For integers $a,n\in \mathbb N$, consider the following integral $$ I_n(a) = \frac{(-i)^x}{\pi}\int_0^\pi e^{i\theta(n-2a)} \sin^x \theta \cos^{n-x} \theta\; \mathrm d\theta\;. $$ How would one go around evaluating such an integral?
To be completely honest, I am being a bit cheeky here since I know the answer to the question, as I obtained this integral by applying the Cauchy integral formula on the generating function of Kravchuk polynomials. To see the answer, you may point your mouse at the answer paragraph below.

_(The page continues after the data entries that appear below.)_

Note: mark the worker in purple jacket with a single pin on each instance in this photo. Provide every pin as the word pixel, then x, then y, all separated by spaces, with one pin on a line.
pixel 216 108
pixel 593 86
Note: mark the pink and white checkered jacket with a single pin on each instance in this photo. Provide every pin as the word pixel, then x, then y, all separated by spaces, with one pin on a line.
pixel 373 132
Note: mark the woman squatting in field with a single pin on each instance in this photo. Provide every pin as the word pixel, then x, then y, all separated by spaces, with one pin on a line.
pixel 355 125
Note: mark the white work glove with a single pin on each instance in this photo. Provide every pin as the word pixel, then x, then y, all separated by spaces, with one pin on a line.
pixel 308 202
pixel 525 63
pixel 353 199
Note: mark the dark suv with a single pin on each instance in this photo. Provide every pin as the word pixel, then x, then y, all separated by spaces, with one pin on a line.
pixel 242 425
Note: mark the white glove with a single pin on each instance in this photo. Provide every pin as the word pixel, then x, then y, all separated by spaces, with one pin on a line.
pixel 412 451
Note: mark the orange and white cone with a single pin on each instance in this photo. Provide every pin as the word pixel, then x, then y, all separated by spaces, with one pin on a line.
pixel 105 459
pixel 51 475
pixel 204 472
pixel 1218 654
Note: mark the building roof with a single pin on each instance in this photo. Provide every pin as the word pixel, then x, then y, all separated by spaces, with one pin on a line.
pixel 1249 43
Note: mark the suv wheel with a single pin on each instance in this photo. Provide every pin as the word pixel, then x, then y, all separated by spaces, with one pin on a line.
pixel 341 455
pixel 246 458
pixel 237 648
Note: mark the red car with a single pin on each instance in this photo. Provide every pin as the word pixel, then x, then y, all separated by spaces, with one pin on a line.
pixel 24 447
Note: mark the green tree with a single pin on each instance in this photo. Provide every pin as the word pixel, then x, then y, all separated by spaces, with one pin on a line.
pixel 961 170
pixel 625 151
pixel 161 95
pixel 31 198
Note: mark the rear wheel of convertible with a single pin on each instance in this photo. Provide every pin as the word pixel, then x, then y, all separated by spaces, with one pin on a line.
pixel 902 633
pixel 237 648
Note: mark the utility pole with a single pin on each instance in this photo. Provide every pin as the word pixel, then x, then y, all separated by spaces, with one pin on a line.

What I have been trying to find without success is a direct calculation of this integral (without using the Cauchy integral formula). I have no experience with integrals, so I am most interested in seeing what heuristic rules one takes when evaluating an integral of products of cosines and sines.
I am guessing that such products of sines and cosines is seen frequently seen in integrals and hoping there is known way to work with them.
Thank you!
The value of $I_n(a)$:
Consider the expression $\left(\frac{1-z}{2}\right)^x\left(\frac{1+z}{2}\right)^{n-x}$ as a function of $z$.
The coefficient of $z^a$ is $\sum_{j=0}^a(-1)^j\binom{x}{j}\binom{n-x}{a-j}\Big/2^n $.
Applying Cauchy integral formula on the above function, we get that the coefficient of $z^a$ is also $\frac{1}{2\pi}\oint_0^{2\pi}((1-z)/2)^x((1+z)/2)^{n-x}z^{-(a+1)}\;\mathrm d z$. Now substituting $z=e^{2i\theta}$, and integrating over the unit disk in the counter clockwise direction, we obtain that this latter integral is equivalent to $I_n(a)$.